Effects of grain boundary misorientation on radiation-induced solute segregation in proton irradiated 304 stainless steels

This paper describes the effects of the grain boundary misorientation on the radiation induced segregation (RIS) in proton irradiated 304 stainless steels. Experimentally, four test conditions were used for the 304 stainless steel specimens: (1) As-received (AR) with enriched Cr at grain boundary, (2) AR + 1 dpa proton irradiated at 450degreesC, (3) Thermal sensitized (SEN), and (4) SEN + 1 dpa proton irradiated at 450degreesC. Compared with no pre-enrichment condition, a delayed Cr depletion was found at grain boundaries in AR + I dpa specimens.
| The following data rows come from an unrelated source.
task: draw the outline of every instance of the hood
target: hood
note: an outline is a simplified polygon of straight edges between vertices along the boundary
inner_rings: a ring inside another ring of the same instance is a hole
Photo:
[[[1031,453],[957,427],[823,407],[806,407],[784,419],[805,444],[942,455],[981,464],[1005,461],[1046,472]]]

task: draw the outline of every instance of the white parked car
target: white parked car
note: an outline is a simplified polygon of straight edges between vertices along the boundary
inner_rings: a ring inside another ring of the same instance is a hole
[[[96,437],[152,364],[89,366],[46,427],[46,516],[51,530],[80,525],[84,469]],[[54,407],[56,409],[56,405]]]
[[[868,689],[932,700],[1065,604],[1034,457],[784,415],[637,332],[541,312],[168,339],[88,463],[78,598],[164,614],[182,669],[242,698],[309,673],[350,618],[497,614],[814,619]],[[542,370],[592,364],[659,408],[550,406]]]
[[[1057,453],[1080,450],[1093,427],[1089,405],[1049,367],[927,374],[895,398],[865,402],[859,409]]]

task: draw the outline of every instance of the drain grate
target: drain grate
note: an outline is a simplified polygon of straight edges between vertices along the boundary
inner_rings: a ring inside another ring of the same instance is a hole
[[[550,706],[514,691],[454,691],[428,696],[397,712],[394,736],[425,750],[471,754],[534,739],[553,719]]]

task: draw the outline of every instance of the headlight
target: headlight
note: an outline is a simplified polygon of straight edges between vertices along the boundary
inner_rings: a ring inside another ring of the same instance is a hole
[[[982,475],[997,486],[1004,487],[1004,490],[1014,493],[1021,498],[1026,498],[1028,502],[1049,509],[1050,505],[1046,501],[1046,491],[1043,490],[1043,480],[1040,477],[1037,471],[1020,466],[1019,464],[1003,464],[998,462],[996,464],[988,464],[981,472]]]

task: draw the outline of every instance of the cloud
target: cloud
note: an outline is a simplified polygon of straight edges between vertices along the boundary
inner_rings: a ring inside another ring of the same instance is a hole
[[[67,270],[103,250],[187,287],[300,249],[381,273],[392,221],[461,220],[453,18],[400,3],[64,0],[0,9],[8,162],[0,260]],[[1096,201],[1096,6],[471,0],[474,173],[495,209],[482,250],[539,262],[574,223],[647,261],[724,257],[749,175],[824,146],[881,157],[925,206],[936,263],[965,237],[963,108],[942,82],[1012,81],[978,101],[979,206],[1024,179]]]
After irradiation, the Cr concentration profile across grain boundaries became narrower and deeper in SEN + I dpa specimens. The degree of grain boundary segregation was observed to be higher at random boundaries than special boundaries. In the case of SEN + I dpa specimens, the segregation cusps were observed at grain boundaries of Sigma3, Sigma9 and Sigma15, and the Cr segregation levels at special boundaries were increasing with Sigma for value up to Sigma = 15. Theoretically, a simple rate equation model with modified boundary conditions, which were related to the grain boundary diffusion of defects and the densities of the grain boundary dislocations, was developed for RIS at boundaries with different Sigma and Deltatheta. The model calculations showed that the RIS model with modified boundary conditions could predict clearly the same trend as that of experiments, in which the Cr depletion levels at special boundaries in irradiated 304 stainless steels were increasing with Sigma. The model calculations also showed that the widths of the segregation cusps were decreasing with increasing Sigma.